Un drone de l'ONU "abattu" en RDC avec "400 kg d'or, d'armes et de parachutes" à son bord ? Attention à cette vieille vidéo

Après 24 ans de présence et une République démocratique du Congo (RDC) toujours en proie aux violences, la mission de l'ONU (Monusco) - déployée dans ce pays d'Afrique centrale pour y maintenir la paix - est plus impopulaire que jamais. Dans ce contexte de tensions, des publications sur les réseaux sociaux prétendent montrer un "drone de l'ONU" transportant "400 kg d'or pur, d'armes et de parachutes", vidéo à l'appui. Attention : ces images sont anciennes et documentent le crash d'un drone de l'ONU survenu en novembre 2022. Identifié par deux spécialistes des questions de défense, l'appareil est un modèle utilisé à des fins d'observation et de renseignement et sa charge ne peut pas dépasser 100 kg.

"Un drone de l'ONU abattu en RDC transportant de l'or et des armes", prétendent plusieurs publications (liens archivés ici ou encore ici) diffusées sur les réseaux sociaux depuis début novembre 2023, vidéo à l'appui.

Sur ces images d'une durée d'1 minute 30, des hommes - dont l'un est armé et vêtu d'un treilli militaire - et de jeunes garçons poussent un véhicule aérien sur une route de terre battue.

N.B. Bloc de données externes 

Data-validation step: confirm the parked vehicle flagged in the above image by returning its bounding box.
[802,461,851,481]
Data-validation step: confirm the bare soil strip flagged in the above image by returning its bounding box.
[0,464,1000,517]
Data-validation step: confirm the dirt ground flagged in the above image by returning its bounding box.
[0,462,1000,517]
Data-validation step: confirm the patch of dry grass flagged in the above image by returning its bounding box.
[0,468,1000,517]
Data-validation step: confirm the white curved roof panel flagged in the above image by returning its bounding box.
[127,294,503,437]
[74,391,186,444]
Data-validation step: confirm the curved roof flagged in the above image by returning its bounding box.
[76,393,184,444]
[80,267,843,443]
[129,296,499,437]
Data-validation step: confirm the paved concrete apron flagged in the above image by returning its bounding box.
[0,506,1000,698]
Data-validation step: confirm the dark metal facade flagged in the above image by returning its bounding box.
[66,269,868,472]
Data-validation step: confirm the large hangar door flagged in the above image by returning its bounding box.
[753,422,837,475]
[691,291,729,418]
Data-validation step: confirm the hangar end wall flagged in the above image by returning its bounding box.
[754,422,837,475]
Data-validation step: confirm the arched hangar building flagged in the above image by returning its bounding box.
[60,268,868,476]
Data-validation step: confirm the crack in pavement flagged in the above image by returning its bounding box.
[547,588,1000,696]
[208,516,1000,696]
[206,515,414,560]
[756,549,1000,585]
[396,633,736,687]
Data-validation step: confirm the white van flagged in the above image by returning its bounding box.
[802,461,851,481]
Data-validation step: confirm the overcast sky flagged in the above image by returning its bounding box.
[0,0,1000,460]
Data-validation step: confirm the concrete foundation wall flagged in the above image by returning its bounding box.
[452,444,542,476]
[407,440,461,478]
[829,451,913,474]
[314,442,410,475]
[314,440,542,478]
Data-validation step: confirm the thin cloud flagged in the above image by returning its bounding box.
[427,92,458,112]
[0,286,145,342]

"Voilà pourquoi il y a des guerres en RDC depuis 1960 et POURQUOI cette organisation criminelle et mafieuse appelée ONU ne veut pas quitter la RDC, la réponse est dans ce que contient ce drone", avance encore un tweet (lien archivé ici) publié le 9 novembre.

Certains posts renvoient à une vidéo YouTube mise en ligne avec les mêmes images le 7 novembre. Elle est accompagnée de la légende suivante : "Des images provenant de la République démocratique du Congo montrent un drone des Nations Unies abattu qui, selon les habitants, transportait de l'or, des armes et des parachutes" (lien archivé ici). Elle cumule plus de 450.000 vues.

Des posts similaires circulent aussi en anglais sur X (ex-Twitter), Facebook et TikTok dans plusieurs pays africains anglophones (liens archivés ici, ici, ici et ici).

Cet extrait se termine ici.